Medical director, large regional hospital trust
Where substantive concerns over the data existed, clinical engagement was more challenging to secure and the outputs from the GIRFT programme were less useful in informing trusts’ operational plans. Clearly, the appropriate selection, use and maintenance of data in the GIRFT programme are important for establishing the programme’s credibility with clinicians at the outset.
"We have had five or six visits. They have mostly been either helpful or neutral. The ones which were neutral were because the lead clinicians or the team were not sufficiently aware of the detail underpinning the data, and so couldn’t answer questions about what it incorporated. Having said that, it has been a good start in most areas and we have found it helpful and welcome the process continuing to mature and more reliable data coming from it."
Chief Operating Officer, teaching hospital
Some trusts had concerns over how valid the GIRFT programme’s analysis could be in those clinical specialties which have limited robust datasets to work with. In those specialties a primary data capture may be required in the future; this would place a potentially significant burden on involved trusts.

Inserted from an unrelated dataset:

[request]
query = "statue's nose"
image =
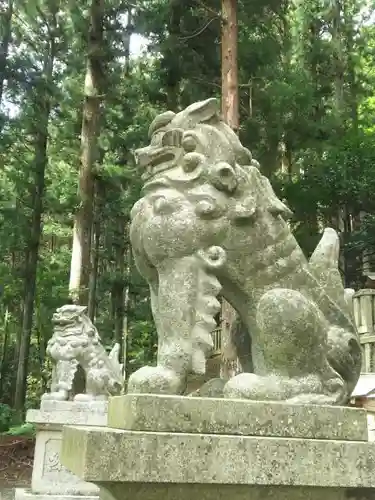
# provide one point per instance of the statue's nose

"The interpretation of the data is influenced by the views of the attending expert. On occasion this has been contrary to the views of the majority of the clinical team. The programme should concentrate on procedures and interventions that have a clear evidence base and a national consensus view."
Medical director, teaching hospital
However, it is important to recognise that too much data could obscure clarity of insight into performance and inhibit change on the ground. Some trusts felt that there were almost too many GIRFT datasets, and were concerned about retaining focus on the most impactful metrics alone. Given the developmental stage of the GIRFT datasets, it is also essential for the programme’s ongoing credibility with trusts that GIRFT data is used in a non-judgemental way.
The data packs generated by GIRFT must be seen as the starting point in a conversation with trusts rather than the authoritative position, until such time that confidence across the trusts is established in the datasets and the timeliness of the data included. It is also important that GIRFT provides value for trusts in terms of the diagnostic tools to help trusts deliver clinical change off the back of the analysis, so they are ‘closing the loop’ – without this assistance, for many organisations GIRFT will continue to feel like ‘feeding the beast’ with insufficient return on the effort it takes to do it.